Ils furent tous d'avis que ce que j'avais dit était d'une merveilleuse vérité.
- Alors, vous reconnaissez, dis-je, que l'agréable est bon, le
désagréable mauvais. Quant aux distinctions que Prodicos établit
entre les mots, je le prie de s'en abstenir ; que tu appelles ce bien
agréable, charmant, réjouissant, ou de tout autre nom qu'il te plaira,
excellent Prodicos, réponds au sens de ma question.

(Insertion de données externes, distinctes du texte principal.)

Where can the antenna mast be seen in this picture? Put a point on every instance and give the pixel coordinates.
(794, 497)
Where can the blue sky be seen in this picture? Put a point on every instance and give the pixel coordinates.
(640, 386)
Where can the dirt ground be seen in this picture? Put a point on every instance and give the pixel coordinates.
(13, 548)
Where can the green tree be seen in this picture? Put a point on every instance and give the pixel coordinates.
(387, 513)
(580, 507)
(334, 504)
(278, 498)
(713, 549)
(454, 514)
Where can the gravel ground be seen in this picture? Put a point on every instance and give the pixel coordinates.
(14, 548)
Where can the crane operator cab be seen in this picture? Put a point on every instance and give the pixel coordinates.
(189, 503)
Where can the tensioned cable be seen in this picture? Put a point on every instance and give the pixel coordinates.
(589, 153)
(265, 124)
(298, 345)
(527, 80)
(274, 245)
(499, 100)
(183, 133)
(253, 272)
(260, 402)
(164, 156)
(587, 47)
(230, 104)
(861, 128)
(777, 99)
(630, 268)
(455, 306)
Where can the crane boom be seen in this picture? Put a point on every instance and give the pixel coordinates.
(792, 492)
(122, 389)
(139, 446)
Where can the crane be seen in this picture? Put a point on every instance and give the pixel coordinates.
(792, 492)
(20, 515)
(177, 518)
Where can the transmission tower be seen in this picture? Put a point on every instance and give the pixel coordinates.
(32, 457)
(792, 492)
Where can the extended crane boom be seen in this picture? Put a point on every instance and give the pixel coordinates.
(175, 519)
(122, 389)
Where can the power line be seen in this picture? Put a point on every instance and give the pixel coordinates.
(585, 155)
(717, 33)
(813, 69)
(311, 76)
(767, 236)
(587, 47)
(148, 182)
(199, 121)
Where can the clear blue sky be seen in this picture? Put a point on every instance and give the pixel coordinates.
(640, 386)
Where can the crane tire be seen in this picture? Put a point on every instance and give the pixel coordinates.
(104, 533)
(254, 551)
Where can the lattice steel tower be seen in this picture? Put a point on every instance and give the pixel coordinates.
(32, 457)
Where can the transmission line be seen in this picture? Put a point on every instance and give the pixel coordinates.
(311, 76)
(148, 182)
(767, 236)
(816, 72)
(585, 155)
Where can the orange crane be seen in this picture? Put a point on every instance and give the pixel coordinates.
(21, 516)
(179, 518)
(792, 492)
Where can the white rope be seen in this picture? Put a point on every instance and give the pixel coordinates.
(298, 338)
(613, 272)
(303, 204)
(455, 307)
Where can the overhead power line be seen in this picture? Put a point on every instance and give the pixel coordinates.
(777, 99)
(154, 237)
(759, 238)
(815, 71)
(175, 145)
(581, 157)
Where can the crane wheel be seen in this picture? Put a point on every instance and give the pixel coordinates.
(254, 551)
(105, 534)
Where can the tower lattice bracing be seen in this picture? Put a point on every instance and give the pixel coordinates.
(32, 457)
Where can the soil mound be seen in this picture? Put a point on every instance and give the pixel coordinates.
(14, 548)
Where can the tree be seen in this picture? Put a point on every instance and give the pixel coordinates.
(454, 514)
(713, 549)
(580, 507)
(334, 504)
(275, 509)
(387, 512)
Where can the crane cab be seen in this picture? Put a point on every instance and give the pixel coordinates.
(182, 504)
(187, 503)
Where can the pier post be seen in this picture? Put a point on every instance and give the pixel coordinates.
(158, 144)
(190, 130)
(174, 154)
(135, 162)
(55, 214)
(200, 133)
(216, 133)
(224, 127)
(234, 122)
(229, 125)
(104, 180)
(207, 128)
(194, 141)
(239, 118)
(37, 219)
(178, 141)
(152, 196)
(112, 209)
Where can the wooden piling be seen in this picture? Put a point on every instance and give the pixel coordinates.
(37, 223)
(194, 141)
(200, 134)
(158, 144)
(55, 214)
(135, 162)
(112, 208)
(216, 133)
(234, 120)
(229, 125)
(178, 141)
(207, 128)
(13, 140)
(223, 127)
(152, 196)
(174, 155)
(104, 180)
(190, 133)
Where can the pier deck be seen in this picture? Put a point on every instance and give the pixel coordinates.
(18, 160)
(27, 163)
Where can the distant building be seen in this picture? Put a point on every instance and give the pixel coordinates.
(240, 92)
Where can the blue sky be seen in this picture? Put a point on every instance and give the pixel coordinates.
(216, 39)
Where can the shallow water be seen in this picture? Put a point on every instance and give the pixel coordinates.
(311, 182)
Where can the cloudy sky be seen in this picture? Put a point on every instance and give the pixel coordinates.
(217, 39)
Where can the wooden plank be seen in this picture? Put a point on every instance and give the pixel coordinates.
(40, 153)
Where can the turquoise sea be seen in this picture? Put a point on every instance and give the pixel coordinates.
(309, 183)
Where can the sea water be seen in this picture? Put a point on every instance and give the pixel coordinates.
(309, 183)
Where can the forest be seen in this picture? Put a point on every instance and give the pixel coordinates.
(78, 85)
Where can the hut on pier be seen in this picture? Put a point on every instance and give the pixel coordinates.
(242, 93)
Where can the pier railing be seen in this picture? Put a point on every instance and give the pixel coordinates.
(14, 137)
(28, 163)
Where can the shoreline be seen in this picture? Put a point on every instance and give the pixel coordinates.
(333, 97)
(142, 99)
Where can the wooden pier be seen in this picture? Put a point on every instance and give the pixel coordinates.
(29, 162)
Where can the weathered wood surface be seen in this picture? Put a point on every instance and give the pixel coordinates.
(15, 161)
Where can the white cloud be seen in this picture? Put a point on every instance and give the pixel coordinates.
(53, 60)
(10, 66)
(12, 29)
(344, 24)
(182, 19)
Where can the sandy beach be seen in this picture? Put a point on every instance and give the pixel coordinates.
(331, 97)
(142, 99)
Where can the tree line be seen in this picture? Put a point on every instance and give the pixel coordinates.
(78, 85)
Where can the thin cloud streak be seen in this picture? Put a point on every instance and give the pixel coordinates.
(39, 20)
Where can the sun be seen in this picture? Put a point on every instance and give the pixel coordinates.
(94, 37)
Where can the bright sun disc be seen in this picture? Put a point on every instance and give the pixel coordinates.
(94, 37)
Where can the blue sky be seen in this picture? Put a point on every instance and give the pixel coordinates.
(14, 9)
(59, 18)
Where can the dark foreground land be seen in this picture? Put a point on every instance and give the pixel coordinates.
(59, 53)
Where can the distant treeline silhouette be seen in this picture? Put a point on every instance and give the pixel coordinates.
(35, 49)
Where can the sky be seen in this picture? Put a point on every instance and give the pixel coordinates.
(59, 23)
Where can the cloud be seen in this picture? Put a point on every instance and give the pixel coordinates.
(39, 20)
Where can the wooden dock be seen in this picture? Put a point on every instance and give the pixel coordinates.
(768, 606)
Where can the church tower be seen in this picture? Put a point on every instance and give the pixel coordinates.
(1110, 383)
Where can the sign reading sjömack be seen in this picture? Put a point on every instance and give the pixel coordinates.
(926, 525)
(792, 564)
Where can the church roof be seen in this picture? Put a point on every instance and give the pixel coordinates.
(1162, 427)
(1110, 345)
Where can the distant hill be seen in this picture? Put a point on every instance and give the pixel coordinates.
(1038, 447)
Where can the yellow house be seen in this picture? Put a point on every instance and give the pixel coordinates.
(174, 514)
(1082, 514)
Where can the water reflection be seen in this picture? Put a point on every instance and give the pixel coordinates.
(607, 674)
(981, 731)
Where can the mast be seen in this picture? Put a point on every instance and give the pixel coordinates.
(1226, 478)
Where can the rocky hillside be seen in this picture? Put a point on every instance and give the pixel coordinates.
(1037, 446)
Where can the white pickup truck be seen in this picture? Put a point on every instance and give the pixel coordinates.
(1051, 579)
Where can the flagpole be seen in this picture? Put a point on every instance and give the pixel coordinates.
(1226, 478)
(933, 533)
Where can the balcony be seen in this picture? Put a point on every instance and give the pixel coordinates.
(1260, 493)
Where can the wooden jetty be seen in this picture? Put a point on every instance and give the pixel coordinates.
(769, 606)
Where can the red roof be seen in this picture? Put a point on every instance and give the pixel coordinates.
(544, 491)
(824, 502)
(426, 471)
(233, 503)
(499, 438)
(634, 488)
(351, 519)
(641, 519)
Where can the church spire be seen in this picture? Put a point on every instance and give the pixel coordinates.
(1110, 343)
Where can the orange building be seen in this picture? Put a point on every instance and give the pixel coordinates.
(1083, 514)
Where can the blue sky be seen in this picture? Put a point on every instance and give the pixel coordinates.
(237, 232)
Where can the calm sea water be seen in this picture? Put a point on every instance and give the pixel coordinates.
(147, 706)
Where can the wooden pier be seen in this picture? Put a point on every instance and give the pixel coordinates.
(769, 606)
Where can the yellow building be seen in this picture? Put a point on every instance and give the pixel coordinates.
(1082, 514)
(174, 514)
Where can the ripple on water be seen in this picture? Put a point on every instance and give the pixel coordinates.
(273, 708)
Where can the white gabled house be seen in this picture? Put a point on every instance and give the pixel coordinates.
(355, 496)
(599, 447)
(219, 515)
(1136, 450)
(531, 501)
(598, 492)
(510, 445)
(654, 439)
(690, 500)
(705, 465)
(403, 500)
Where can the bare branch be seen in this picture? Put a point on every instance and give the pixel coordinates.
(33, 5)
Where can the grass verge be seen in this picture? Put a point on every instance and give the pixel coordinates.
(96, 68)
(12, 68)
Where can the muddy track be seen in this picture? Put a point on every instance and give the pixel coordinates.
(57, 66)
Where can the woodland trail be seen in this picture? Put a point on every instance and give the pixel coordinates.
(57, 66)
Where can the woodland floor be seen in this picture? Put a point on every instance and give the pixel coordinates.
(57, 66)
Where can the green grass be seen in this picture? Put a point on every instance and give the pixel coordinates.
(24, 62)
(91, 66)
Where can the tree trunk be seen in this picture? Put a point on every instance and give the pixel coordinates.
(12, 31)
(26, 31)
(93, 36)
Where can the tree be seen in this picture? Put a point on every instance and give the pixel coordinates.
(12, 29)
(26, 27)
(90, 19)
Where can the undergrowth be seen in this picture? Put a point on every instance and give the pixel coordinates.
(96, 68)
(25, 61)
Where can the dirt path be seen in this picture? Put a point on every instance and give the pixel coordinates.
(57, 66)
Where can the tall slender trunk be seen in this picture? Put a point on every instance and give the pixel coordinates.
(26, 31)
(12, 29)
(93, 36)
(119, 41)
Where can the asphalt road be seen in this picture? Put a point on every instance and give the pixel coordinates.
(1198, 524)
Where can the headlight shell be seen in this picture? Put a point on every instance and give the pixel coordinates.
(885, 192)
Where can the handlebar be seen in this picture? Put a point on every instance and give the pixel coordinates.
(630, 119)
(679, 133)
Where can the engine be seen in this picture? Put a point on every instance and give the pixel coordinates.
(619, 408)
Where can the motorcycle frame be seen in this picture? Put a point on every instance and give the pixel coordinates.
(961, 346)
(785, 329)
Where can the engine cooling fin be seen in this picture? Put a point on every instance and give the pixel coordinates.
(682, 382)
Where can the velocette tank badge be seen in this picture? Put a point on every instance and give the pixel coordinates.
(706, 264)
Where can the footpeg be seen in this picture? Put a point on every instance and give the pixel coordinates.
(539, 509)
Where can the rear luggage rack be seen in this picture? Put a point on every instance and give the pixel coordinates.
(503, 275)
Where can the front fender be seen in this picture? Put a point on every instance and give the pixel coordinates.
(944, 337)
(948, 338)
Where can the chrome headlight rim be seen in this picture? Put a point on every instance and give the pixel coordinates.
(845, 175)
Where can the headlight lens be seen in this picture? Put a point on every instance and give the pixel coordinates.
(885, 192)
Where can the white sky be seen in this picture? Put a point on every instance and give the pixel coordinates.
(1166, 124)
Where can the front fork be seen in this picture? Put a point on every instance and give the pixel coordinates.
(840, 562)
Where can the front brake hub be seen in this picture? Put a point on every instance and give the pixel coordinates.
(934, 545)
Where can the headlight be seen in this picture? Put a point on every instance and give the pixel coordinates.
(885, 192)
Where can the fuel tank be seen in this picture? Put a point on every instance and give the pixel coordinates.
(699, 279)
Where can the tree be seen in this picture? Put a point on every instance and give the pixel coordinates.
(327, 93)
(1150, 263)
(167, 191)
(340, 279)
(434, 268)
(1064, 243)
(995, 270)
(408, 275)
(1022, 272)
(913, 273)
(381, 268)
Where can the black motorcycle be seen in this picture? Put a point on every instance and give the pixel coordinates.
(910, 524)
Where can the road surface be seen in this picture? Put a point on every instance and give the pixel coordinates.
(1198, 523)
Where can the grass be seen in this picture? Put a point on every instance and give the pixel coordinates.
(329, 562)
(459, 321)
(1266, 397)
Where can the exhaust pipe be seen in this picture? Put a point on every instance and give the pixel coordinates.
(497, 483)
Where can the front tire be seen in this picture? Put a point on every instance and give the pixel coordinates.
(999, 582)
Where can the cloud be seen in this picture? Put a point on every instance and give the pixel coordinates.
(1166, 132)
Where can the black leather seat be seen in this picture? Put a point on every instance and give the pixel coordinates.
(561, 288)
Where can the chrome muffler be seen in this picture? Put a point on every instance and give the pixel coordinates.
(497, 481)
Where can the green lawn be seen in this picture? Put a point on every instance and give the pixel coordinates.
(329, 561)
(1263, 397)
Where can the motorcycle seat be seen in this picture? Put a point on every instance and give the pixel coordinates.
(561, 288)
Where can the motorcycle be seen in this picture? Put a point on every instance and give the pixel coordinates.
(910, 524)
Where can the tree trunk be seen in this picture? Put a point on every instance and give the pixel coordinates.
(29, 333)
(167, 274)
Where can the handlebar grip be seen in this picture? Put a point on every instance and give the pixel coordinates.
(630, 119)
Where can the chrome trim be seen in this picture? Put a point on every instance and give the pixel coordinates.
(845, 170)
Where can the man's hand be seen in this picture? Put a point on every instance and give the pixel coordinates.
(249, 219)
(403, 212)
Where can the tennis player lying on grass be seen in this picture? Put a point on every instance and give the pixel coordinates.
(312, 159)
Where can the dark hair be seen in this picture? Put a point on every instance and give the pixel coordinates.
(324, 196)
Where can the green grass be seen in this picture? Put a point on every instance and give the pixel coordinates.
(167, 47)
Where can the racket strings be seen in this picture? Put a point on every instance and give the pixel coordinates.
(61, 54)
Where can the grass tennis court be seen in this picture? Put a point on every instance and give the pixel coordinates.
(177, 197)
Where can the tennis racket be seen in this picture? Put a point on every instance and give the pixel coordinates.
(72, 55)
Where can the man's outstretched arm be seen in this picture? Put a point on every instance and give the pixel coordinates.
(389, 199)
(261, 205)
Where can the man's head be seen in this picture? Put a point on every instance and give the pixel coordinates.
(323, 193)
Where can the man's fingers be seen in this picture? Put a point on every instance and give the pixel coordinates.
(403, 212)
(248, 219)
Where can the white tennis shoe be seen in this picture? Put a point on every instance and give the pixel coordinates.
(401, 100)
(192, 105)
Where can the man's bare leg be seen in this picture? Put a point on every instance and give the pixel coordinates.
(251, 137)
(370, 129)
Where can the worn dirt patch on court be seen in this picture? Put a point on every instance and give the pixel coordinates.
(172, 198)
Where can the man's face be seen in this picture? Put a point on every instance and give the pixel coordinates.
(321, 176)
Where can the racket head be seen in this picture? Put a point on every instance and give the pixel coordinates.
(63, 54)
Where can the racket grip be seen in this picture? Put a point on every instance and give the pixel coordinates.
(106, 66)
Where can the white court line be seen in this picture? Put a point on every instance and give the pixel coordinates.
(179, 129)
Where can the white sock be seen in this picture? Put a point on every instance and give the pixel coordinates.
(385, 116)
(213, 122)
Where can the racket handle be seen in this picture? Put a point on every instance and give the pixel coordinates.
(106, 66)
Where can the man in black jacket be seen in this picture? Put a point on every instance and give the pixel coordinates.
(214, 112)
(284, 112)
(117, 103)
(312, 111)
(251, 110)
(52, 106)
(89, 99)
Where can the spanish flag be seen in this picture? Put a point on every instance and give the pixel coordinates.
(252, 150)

Prodicos me donna son assentiment en riant, et les autres aussi.
- Et maintenant, mes amis, dis-je, que pensez-vous de ceci ? Est-ce
que toutes les actions qui ont pour fin une vie agréable et sans
chagrin ne sont pas belles, et toute oeuvre belle n'est-elle pas bonne
et utile ?
Ils furent de cet avis.
- Si donc, repris-je, l'agréable est le bon, il n'est personne qui,
sachant ou croyant qu'il y a des choses meilleures à faire que celles
qu'il fait, et qu'il est en son pouvoir de les faire, fasse cependant les
moins bonnes, alors qu'il dépend de lui de faire les meilleures ; et être
inférieur à soi-même n'est autre chose qu'ignorance, comme être
supérieur à soi-même est sagesse.
Ils approuvèrent tous.
- Mais quoi ? qu'appelez-vous être ignorant ? n'est-ce pas avoir une
opinion fausse et se tromper sur les choses de grande importance ?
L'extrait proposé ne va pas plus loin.